Ahmed El Karm : «Il n’y a plus de raison de séparer banque et assurance»

Ahmed El Karm L'Economiste Maghrébin

La Chambre tuniso-française de commerce et d’industrie (CTFCI), la FTUSA (Fédération Tunisienne des Assurances) et l’APTBEF (Association Professionnelle Tunisienne des Banques et Etablissements Financiers) ont organisé aujourd’hui à Tunis un séminaire sur les opportunités et les défis de la bancassurance en Tunisie.

L’objectif étant de dresser un état des lieux et présenter des cas de réussite en Tunisie et les freins au développement de la bancassurance. Il s’agit également de dégager des pistes de réflexion futures, mutualiser les efforts et identifier les préalables à satisfaire pour la bancassurance.

Intervenant au panel d’ouverture, Ahmed El Karm, président de l’APTBEF, a souligné que la bancassurance est un accélérateur pour sécuriser les affaires. C’est aussi un vecteur majeur de  la couverture des risques. Ce qui nécessite l’alliance des acteurs concernés pour assurer les entités économiques et des citoyens. Le président de l’APTBEF considère que la bancassurance est aussi un vecteur majeur pour développer l’épargne notamment dans la partie assurance-vie.

Bancassurance : une situation inadmissible

Le taux d’épargne en Tunisie est aujourd’hui inférieur à 10% alors qu’il avoisinait les 20% sept ans auparavant. « C’est un taux angoissant qui nous interpelle parce que les choses n’ont pas bien fonctionné ! », regrette Ahmed El karm.

En Tunisie, le montant de l’assurance géré par la bancassurance a atteint l’équivalent de 445 millions de dinars, soit environ 11% du total des assurances collectées en Tunisie. Contrairement en France la bancassurance capte près de 75% des primes d’assurance. Toujours en Tunisie, les primes d’assurance-vie (obligatoire) et l’assurance-crédit constituent 95% des ressources de la bancassurance.

« Nous sommes très loin et en déphasage de ce qui se passe sur le plan international. Le système de retrait a toujours été basé sur le système de répartition. Or ce système a atteint ses limites, ce qui cause des problèmes majeurs pour les caisses sociales.  Il y a urgence de trouver des canaux pour mobiliser l’épargne et rattraper le retard. Il n’y a plus raison de séparer banque et assurance. Celles-ci sont de plus en plus rapprochées. Nous parlons de plus en plus d’un marché intégré« , a souligné le président de l’APTBEF.

Ahmed El Karm a, par ailleurs, reproché l’absence, auprès des parties prenantes, d’une volonté forte pour développer la bancassurance. Et ce, malgré l’importante marge de manœuvre pour faire évoluer cette activité.

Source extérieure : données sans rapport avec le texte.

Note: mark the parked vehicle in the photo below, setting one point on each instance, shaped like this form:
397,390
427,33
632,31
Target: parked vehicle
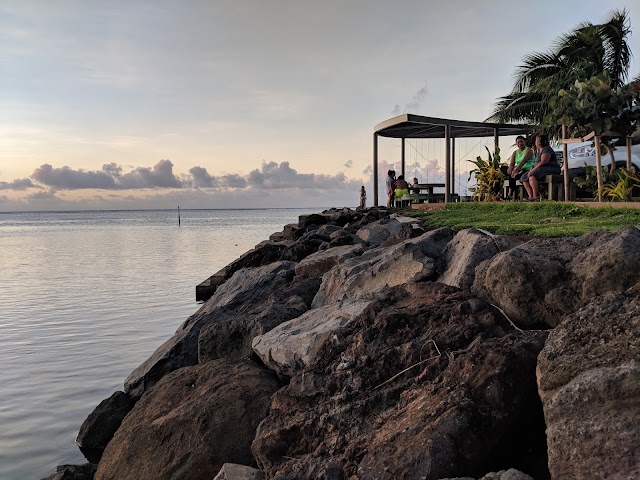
584,153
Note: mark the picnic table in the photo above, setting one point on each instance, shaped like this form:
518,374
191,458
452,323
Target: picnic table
426,187
423,193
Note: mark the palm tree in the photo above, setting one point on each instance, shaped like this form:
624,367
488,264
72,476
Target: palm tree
586,51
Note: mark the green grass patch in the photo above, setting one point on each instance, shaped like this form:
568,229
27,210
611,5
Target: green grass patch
545,219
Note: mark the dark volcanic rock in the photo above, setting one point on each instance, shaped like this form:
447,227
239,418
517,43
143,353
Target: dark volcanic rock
263,254
539,282
98,429
192,422
412,260
231,336
247,290
319,263
73,472
465,383
467,250
589,382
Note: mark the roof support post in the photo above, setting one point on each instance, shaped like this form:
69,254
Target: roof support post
403,153
565,161
375,169
447,162
453,164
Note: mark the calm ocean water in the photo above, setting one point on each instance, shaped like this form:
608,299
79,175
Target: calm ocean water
85,297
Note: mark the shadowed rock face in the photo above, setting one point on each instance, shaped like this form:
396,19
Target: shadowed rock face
245,291
539,282
442,417
192,422
589,382
466,251
98,429
73,472
231,336
411,260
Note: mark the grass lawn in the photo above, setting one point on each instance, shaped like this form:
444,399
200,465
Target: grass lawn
545,219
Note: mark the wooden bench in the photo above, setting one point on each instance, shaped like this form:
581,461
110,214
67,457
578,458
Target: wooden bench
554,185
406,200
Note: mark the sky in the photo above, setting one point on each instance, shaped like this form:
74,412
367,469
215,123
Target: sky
243,104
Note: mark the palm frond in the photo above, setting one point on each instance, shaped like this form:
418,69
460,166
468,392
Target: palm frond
617,55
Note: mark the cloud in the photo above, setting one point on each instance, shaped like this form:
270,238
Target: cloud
201,178
270,176
44,195
278,176
18,184
110,177
66,178
161,175
414,105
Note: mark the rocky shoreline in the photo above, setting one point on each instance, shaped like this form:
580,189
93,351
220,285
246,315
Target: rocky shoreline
357,345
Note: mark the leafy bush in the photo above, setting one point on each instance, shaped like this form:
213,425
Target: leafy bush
617,185
489,177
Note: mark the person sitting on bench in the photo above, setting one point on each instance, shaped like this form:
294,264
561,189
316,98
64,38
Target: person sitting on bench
402,187
521,161
546,163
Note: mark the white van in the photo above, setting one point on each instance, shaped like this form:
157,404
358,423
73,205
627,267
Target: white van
584,153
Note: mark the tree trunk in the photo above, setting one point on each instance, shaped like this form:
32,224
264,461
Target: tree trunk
598,166
613,165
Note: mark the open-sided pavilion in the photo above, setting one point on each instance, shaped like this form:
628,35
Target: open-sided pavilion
410,126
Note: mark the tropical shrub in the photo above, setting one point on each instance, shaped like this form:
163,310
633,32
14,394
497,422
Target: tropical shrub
617,185
489,178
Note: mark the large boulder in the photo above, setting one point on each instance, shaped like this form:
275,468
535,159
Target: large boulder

Le président de l’APTBEF n’a pas manqué, à cette occasion, d’énumérer les causes de retard de cette activité en Tunisie. Il s’agit notamment d’aspects d’ordre culturel, de faiblesse de communication, du coût élevé pratiqué par les opérateurs du marché et l’absence d’avantages fiscaux et du volontarisme.

Que faire ?

Pour faire face au retard enregistré en matière de bancassurance en Tunisie, Ahmed El Karm a préconisé certaines mesures. Dont notamment de développer des accords stratégiques entre les banques et les compagnies d’assurances. Cela en revoyant le cadre légal, offrant aux assureurs des produits innovants et ouvrant les banques à la bancassurance.

« Les banques doivent être autorisées à vendre les produits d’assurance. Le système fiscal doit encourager la bancassurance », a précisé Ahmed El Karm.

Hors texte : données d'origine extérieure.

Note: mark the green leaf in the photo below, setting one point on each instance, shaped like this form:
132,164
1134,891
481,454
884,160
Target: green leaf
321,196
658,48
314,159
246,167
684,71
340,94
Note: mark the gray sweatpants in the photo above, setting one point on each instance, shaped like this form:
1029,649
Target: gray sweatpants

Et d’ajouter qu’il s’agit d’une phase délicate. C’est pourquoi il y a urgence de séparer les barrières entre les banques et les assurances. Il faut offrir des solutions plus globales.

Mme Amel Berrahal, Directrice générale du département Stabilité financière au sein de la BCT, a reconnu la faiblesse du bilan de partenariat entre les banques et les compagnies d’assurances.

« Les banques et les assurances font face aux mêmes défis, notamment avec l’évolution technologique en matière d’ingénierie financière. Il faut œuvre à capter davantage de l’épargne longue », a-t-elle recommandé.

La bancassurance offre une réelle opportunité de création de richesses. Par là même, les professionnels de la banque et de l’assurance devraient résolument s’engager pour financer le développement économique et social. Ils doivent examiner en particulier les voies et moyens de promouvoir le financement des retraites par capitalisation.

Aujourd’hui,  les performances affichées par le secteur de la bancassurance au terme de plus de 16 années d’expérience restent encore  en decà des ambitions annoncées. Un important défi reste donc posé aux professionnels de la banque et de l’assurance.  Mais également aux pouvoirs publics.